La línea de alta velocidad entre León y Valladolid «estará terminada en junio»

La ministra de Fomento, Ana Pastor, en la conferencia que dio ayer en León.

La ministra de Fomento, Ana Pastor, en la conferencia que dio ayer en León. / EFE / J. CASARES

  • Acorta el viaje a Madrid en una hora y funcionará «cuando los maquinistas estén formados», afirma Pastor. Las obras para eliminar el 'fondo de saco' empezarán en diez meses

Las obras para culminar la línea de alta velocidad Valladolid-León están «al 99%», a falta de rematar dos cambiadores de ancho y poner a punto el tendido eléctrico y la red de telecomunicaciones. Los trabajos «se van a terminar en junio, y a partir de ahí se tienen que formar los maquinistas, unos 200, ya con la vía puesta y los sistemas de seguridad». Así lo anunció ayer la ministra de Fomento, Ana Pastor, en una conferencia en la comunidad vecina.

En marzo la ministra aseguró que «antes del verano» el primer AVE recorrería la infraestructura, lo que situó las expectativas en las semanas previas al 21 de junio. El matiz introducido ayer desdibuja esa fecha y amplía levemente las posibilidades. En todo caso, el estreno comercial de la línea «va a beneficiar a León, a todos los ciudadanos, y a los que van a venir, y también a Asturias, Cantabria y el País Vasco», remarcó ayer Pastor.

Durante una primera fase, la infraestructura hará posible realizar el viaje Madrid-León en una hora y 53 minutos. La cartelera actual de Renfe Operadora no ofrece servicios para ese trayecto por debajo de las dos horas y 52 minutos. La comparativa entre ambos tiempos evidencia que, una vez puesta en servicio, la línea permitirá al Alvia Asturias-Madrid acortar en aproximadamente una hora la paciencia que exige a sus pasajeros. Es decir, que entre junio y julio, el mejor Alvia Gijón-Madrid se situaría en las 4 horas y 11 minutos, siendo el tiempo desde Oviedo unos 25 minutos más breve.
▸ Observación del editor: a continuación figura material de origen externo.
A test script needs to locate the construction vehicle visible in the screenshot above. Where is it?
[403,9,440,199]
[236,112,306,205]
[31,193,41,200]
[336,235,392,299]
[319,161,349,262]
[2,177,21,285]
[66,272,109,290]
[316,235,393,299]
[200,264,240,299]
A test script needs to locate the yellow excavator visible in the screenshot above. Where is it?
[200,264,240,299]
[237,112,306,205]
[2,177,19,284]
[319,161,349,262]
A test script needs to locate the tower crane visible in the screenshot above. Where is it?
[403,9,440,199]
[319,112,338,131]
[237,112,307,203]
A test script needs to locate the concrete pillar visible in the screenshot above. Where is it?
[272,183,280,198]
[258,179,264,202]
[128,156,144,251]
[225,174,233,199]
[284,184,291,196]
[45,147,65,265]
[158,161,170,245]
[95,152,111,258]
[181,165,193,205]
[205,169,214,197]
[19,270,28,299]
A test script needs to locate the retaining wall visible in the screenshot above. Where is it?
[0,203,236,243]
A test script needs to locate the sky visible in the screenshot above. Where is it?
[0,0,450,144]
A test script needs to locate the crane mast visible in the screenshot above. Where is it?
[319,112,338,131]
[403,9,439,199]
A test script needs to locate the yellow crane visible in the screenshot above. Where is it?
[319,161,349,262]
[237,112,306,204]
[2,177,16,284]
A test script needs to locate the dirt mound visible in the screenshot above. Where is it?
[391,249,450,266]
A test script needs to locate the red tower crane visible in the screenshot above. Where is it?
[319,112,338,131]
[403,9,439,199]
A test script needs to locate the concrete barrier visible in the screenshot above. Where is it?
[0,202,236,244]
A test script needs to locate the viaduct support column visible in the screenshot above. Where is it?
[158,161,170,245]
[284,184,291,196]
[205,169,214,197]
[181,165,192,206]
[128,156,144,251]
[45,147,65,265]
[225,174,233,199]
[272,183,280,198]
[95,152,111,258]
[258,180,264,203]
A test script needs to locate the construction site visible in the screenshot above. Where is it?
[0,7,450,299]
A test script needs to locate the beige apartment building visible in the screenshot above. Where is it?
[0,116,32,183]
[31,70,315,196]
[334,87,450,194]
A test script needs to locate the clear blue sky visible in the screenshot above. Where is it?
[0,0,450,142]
En su visita de marzo la ministra prometió regresar a León «en las próximas semanas» para presentar una solución a la estación provisional de la ciudad. La instalación se estrenó en 2011 en un 'fondo de saco' que penaliza con un rodeo de unos 20 minutos a los trenes Asturias-Madrid. Cumpliendo con su compromiso, Pastor expuso ayer en qué consiste su plan y con qué plazos lo madura.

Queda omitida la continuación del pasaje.